(openPR) Anlässlich des Weltnichtrauchertages am 31.05.08 hat die Ärzteschaft einen einheitlichen Nichtraucherschutz gefordert.
„Die Botschaft muss lauten: Nichtrauchen ist cool!“, so der Bundesärztekammer-Präsident Prof. Dr. Jörg-Dietrich Hoppe (Quelle: BÄK v. 31.05.08).
Das Statement der Ärzteschaft überzeugt, lassen sich doch insgesamt die Gefahren des Rauchens nicht leugnen.

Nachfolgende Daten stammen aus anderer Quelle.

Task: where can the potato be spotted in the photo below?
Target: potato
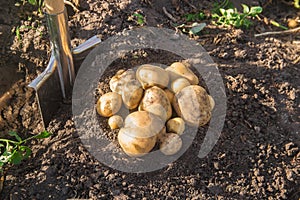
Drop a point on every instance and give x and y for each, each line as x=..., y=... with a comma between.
x=150, y=75
x=135, y=146
x=178, y=70
x=179, y=84
x=176, y=125
x=132, y=94
x=170, y=144
x=140, y=132
x=151, y=123
x=117, y=82
x=169, y=94
x=109, y=104
x=193, y=105
x=115, y=122
x=156, y=101
x=212, y=102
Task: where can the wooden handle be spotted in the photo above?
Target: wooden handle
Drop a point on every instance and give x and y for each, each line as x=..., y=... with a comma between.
x=54, y=6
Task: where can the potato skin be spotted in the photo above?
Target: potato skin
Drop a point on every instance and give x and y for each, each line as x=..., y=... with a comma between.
x=135, y=146
x=170, y=144
x=179, y=70
x=109, y=104
x=132, y=94
x=151, y=75
x=156, y=101
x=192, y=103
x=176, y=125
x=115, y=121
x=140, y=132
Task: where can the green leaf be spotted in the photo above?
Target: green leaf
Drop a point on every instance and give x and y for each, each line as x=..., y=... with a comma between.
x=245, y=8
x=25, y=150
x=255, y=10
x=196, y=28
x=16, y=158
x=32, y=2
x=222, y=11
x=14, y=134
x=42, y=135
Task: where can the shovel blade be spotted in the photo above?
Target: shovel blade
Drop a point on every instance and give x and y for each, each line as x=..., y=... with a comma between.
x=48, y=92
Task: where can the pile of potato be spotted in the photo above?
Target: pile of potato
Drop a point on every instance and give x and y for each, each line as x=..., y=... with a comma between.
x=151, y=93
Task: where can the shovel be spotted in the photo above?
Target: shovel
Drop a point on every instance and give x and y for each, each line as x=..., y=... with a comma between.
x=54, y=85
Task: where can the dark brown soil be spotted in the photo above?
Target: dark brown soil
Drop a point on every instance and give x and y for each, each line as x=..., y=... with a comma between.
x=256, y=157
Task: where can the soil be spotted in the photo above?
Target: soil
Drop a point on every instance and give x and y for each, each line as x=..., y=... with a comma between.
x=256, y=157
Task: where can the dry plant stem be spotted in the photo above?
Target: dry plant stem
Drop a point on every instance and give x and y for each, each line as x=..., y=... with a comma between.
x=72, y=5
x=191, y=5
x=278, y=32
x=169, y=15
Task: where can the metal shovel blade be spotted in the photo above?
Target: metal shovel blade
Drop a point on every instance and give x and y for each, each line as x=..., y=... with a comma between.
x=48, y=91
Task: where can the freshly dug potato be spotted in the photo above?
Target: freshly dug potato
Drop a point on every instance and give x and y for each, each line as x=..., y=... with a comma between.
x=178, y=69
x=193, y=104
x=170, y=144
x=156, y=101
x=176, y=125
x=150, y=75
x=132, y=93
x=140, y=133
x=179, y=84
x=109, y=104
x=117, y=82
x=212, y=102
x=134, y=146
x=115, y=121
x=169, y=94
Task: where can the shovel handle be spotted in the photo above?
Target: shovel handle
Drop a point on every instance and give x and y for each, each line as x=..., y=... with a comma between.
x=54, y=6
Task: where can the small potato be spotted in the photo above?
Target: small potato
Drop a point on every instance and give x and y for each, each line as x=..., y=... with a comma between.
x=132, y=94
x=140, y=132
x=150, y=75
x=176, y=125
x=118, y=81
x=115, y=122
x=156, y=101
x=193, y=105
x=179, y=84
x=178, y=69
x=169, y=94
x=150, y=123
x=170, y=144
x=135, y=146
x=109, y=104
x=211, y=101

Ein ebenso konsequentes Eintreten für die Wahrung des Selbstbestimmungsrechts ist allerdings auch wünschenswert, wenn nicht sogar noch „cooler“! Ein solches gilt insbesondere mit Blick auf die Patientenverfügung.

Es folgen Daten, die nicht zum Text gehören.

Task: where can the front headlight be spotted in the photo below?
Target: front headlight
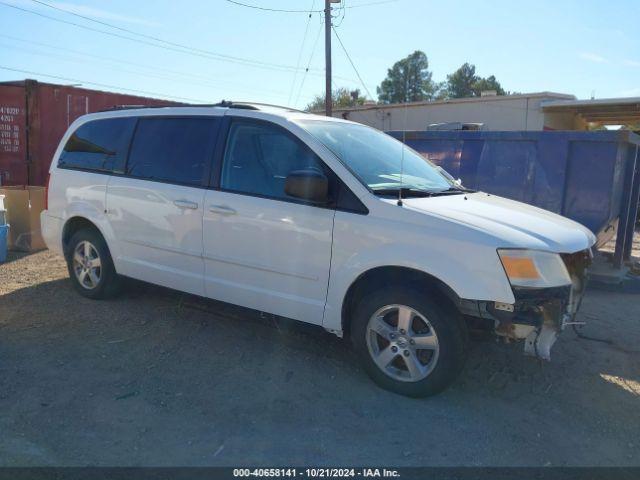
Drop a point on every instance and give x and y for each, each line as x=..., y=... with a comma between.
x=532, y=268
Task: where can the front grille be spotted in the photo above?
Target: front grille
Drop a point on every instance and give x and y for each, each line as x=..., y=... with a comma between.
x=577, y=264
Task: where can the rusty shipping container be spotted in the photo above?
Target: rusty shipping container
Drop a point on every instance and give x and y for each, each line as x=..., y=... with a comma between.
x=33, y=118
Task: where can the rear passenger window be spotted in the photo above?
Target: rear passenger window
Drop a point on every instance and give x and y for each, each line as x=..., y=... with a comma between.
x=100, y=145
x=175, y=150
x=260, y=156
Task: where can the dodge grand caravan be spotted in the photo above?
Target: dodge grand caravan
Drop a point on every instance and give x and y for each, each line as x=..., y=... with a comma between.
x=320, y=220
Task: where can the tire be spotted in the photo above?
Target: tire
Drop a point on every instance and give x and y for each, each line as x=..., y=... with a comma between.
x=91, y=279
x=410, y=370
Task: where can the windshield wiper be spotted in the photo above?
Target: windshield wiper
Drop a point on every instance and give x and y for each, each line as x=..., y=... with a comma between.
x=408, y=192
x=404, y=191
x=452, y=191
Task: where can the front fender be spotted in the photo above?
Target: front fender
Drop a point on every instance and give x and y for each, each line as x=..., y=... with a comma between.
x=470, y=267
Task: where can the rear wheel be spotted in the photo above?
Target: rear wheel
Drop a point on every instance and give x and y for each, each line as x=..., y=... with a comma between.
x=90, y=266
x=409, y=342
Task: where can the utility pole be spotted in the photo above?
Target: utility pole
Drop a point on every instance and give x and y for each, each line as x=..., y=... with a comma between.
x=327, y=53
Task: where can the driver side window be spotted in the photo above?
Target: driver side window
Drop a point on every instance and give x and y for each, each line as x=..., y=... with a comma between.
x=259, y=156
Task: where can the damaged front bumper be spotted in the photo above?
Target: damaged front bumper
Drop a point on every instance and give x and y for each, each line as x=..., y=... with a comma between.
x=538, y=315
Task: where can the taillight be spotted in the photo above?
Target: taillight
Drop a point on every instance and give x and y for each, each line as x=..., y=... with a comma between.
x=46, y=192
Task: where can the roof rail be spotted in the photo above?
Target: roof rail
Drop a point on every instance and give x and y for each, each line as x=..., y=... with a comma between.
x=253, y=105
x=222, y=104
x=135, y=107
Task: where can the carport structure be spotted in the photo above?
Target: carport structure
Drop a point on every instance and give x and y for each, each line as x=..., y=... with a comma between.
x=608, y=111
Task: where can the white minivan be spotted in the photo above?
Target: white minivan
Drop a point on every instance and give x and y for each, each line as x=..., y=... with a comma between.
x=316, y=219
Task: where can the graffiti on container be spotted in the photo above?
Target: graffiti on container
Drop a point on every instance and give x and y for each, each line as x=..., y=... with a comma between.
x=10, y=121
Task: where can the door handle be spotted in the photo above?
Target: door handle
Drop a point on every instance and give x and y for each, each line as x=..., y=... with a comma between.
x=222, y=210
x=185, y=204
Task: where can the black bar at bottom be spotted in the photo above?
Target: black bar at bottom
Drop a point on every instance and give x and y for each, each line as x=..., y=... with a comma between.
x=406, y=473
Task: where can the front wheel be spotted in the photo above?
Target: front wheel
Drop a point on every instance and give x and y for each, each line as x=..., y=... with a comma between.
x=407, y=342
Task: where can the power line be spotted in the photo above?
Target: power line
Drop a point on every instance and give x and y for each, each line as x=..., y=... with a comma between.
x=266, y=9
x=183, y=50
x=160, y=40
x=103, y=85
x=186, y=77
x=370, y=4
x=304, y=76
x=304, y=39
x=283, y=10
x=352, y=64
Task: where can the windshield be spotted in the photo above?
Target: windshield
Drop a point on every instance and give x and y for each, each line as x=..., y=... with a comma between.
x=377, y=159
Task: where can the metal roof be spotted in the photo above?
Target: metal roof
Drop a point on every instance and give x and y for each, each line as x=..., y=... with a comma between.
x=489, y=98
x=611, y=111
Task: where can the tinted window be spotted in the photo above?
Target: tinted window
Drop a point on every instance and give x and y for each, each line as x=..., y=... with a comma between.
x=175, y=150
x=259, y=157
x=377, y=159
x=99, y=145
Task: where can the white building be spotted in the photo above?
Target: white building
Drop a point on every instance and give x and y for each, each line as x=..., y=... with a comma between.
x=531, y=111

Neben der gesundheitspädagogischen „Erziehung“ erscheint es sinnvoll, das Selbstbestimmungsrecht in den Fokus der Betrachtungen zu rücken und zugleich an die hohe Selbstverantwortung zu appellieren, die mit der der Wahrnehmung des Selbstbestimmungsrechts korrespondiert. Dies gilt sowohl für das Rauchen, aber auch für weitere existentielle Lebensbereiche.
Nehmen wir der Ärzteschaft die hohe Last und Bürde ab, wonach diese sich dafür verantwortlich fühlen, unseren nachhaltig dokumentierten Sterbewillen in einen Lebenswillen abändern zu wollen. Es reicht völlig zu, wenn die Ärztevertreter schlicht unsere Patientenverfügung akzeptieren und den Patienten nicht mit ihrem höchstpersönlichen Werteverständnis und ihrer Vorstellung von einem gelungenen Sterben konfrontieren.